夜な夜なマンションの上の部屋から聞こえる電車の音の正体は(「電車の音」)。就活に悩む女子大生が遭遇した恐怖の体験(「最終面接」)。新米ホストが店からあてがわれた寮の部屋は、なぜか2DKだった(「過去のある部屋」)。新規に開店したスナックで怪異が頻発する(「まちびと」)。ギャンブル好きのふたりが若いカップルを恐喝した結果(「オロク」)。読後感最悪、夜読むと必ず後悔する、本当にあった嫌な話シリーズ第2弾!

(「BOOK」データベースより)

 

 厭な話をひたすら集めた実話忌談集第2談。前書きで作者が「『ネタ切れか』というレビューもあったが、まさしくそうである」「地味な話を描くたびに『ぬるい』と評される」「超自然的な恐怖は、悲しいかな現実の恐怖に太刀打ちできない」などと書いているのにいろいろと思うところがある。

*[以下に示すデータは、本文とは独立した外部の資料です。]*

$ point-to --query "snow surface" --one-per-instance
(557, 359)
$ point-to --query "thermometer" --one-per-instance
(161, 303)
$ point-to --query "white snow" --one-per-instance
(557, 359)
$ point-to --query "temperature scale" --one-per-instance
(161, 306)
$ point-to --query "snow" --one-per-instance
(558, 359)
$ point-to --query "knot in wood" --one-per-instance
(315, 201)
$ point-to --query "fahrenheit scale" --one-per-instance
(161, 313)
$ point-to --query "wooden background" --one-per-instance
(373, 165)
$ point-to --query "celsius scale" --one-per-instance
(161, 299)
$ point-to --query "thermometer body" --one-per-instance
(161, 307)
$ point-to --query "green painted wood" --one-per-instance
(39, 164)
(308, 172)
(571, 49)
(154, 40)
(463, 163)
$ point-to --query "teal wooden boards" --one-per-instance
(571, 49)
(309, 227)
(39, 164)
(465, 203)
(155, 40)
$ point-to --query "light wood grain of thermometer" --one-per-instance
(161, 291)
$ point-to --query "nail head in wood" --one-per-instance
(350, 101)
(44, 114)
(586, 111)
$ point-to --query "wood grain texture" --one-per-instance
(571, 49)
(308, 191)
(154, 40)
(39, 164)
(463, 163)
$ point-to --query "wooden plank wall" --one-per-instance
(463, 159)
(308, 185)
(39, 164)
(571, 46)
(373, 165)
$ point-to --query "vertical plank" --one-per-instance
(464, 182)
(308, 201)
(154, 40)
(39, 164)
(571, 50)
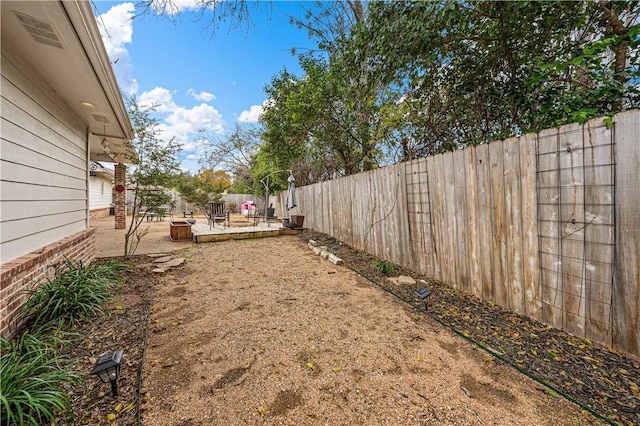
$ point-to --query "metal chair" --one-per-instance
(217, 213)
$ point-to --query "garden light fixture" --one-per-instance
(108, 369)
(423, 293)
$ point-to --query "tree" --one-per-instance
(233, 153)
(202, 188)
(459, 73)
(156, 166)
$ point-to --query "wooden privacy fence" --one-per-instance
(546, 225)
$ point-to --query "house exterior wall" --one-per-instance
(100, 195)
(43, 184)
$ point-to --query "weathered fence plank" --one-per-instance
(440, 218)
(548, 182)
(626, 296)
(598, 210)
(433, 183)
(450, 218)
(572, 224)
(472, 225)
(513, 224)
(461, 253)
(500, 273)
(546, 225)
(531, 265)
(485, 230)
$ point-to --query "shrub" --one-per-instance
(385, 268)
(33, 379)
(79, 291)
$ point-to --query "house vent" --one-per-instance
(41, 31)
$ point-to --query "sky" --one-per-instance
(204, 81)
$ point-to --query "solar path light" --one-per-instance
(423, 293)
(108, 369)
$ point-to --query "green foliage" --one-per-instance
(153, 172)
(79, 291)
(34, 381)
(202, 188)
(385, 268)
(462, 73)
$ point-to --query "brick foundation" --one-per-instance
(21, 273)
(98, 213)
(120, 196)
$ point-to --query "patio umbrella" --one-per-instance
(291, 193)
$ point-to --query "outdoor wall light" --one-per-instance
(423, 293)
(108, 369)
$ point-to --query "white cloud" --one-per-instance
(252, 115)
(202, 118)
(186, 126)
(116, 28)
(202, 96)
(176, 6)
(160, 97)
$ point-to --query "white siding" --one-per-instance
(43, 164)
(100, 195)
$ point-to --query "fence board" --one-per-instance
(530, 271)
(513, 224)
(417, 207)
(571, 154)
(598, 177)
(450, 218)
(485, 229)
(473, 227)
(461, 253)
(496, 161)
(548, 228)
(626, 298)
(547, 225)
(433, 183)
(440, 218)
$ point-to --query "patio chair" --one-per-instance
(217, 213)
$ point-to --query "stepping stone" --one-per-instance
(173, 263)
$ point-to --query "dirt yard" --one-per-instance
(265, 332)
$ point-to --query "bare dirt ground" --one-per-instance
(265, 332)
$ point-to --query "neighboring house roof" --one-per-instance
(97, 169)
(78, 68)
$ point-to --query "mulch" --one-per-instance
(600, 380)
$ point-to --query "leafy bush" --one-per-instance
(79, 291)
(33, 378)
(385, 268)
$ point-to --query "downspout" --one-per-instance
(87, 183)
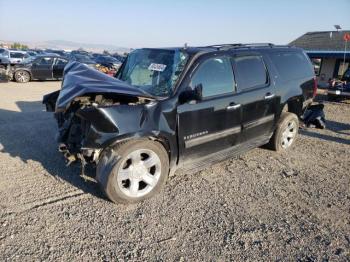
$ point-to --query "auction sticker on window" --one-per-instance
(157, 67)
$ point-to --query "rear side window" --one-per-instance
(292, 65)
(215, 75)
(16, 55)
(250, 72)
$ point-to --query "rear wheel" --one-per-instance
(285, 133)
(138, 170)
(22, 76)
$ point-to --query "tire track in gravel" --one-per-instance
(48, 202)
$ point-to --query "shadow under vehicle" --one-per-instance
(179, 109)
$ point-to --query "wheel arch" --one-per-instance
(293, 105)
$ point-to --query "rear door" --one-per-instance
(214, 123)
(257, 93)
(58, 67)
(42, 68)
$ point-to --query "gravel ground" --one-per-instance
(260, 206)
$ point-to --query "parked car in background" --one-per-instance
(119, 57)
(79, 52)
(339, 89)
(32, 53)
(179, 108)
(108, 61)
(15, 56)
(58, 52)
(84, 59)
(40, 67)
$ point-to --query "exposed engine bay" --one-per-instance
(84, 113)
(73, 127)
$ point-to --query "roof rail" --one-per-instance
(224, 45)
(239, 45)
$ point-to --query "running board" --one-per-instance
(207, 161)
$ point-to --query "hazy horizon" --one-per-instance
(165, 23)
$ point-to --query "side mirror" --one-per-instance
(198, 90)
(192, 95)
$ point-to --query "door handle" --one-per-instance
(233, 106)
(269, 96)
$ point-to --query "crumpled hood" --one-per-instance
(79, 79)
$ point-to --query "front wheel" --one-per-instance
(285, 133)
(22, 76)
(133, 171)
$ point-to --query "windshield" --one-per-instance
(153, 70)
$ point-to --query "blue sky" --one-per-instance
(151, 23)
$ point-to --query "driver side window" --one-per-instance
(215, 75)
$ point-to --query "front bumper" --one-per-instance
(338, 92)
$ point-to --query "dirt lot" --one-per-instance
(261, 206)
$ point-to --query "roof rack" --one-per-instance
(239, 45)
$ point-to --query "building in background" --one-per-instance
(326, 50)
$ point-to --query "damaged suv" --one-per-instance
(179, 109)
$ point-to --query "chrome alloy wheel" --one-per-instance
(289, 134)
(139, 173)
(22, 76)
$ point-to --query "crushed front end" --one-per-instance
(90, 108)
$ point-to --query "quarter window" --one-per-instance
(215, 75)
(250, 72)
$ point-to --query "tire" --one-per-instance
(331, 98)
(133, 171)
(22, 76)
(286, 132)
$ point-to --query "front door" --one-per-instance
(258, 99)
(213, 123)
(58, 67)
(42, 68)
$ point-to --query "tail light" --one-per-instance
(315, 87)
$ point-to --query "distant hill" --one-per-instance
(69, 45)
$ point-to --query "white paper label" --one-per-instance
(157, 67)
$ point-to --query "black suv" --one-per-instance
(40, 67)
(179, 108)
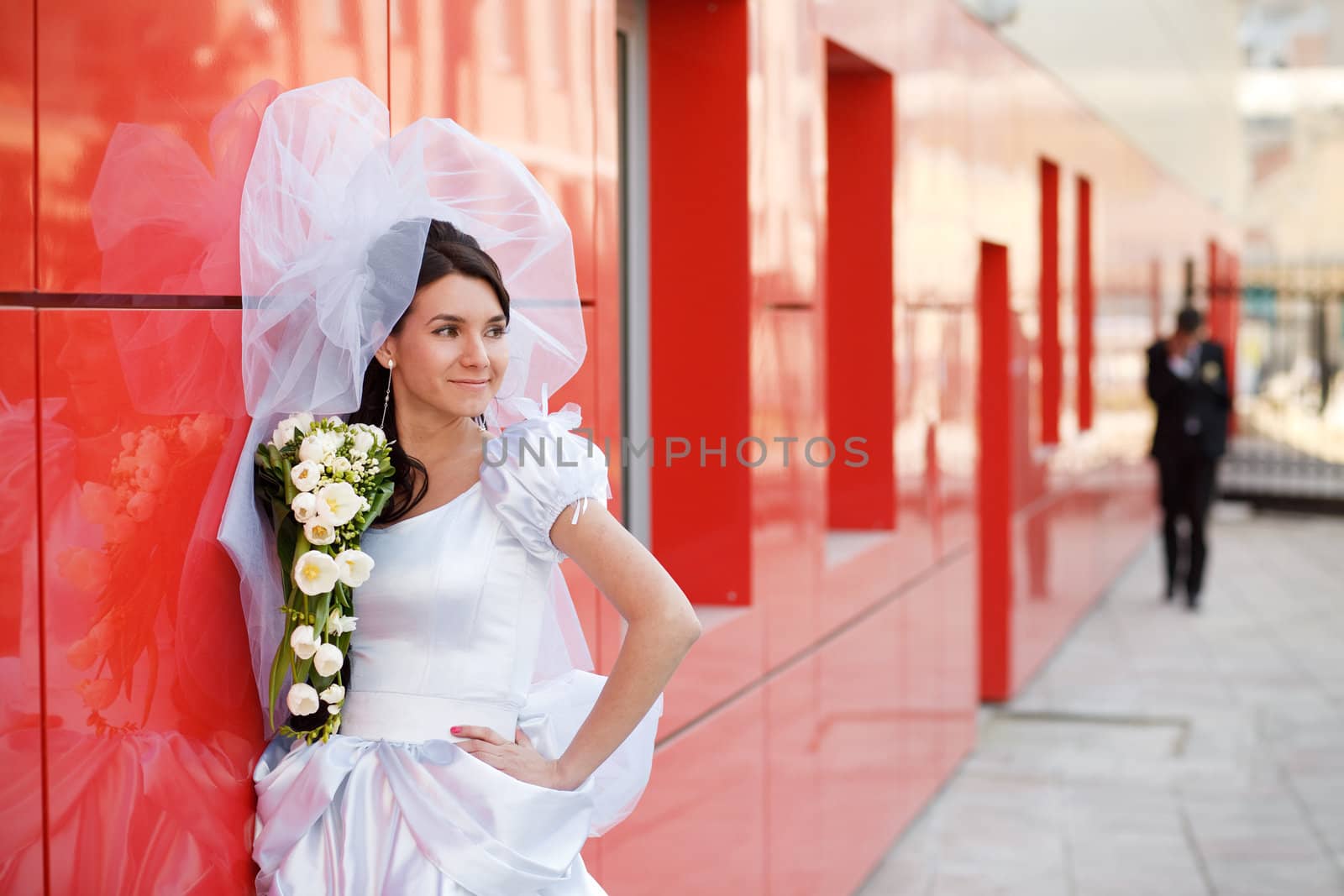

 実際、本書で怖いのは超自然要素と関係ない話の方が多い。ラストを飾る「オロク」はその筆頭で、ヤクザの組長の息子にうっかり手を出してしまった男性が語る最悪の一夜。超常現象ぽい展開がなくもないが、ヤクザの暴威のほうがよっぽど怖い。海外で犯罪に巻き込まれてしまった人々の恐怖体験「空港で落としたもの」「約束」もシャレにならない内容。ひょっとしたら自分はとんでもない罪を犯してしまったのでは? という不安をえぐる「未必の事故」はある意味新鮮。自分が加害者になってしまうことへの恐怖、実話ベースのホラーでこそ、もっと語られるべきテーマではないか。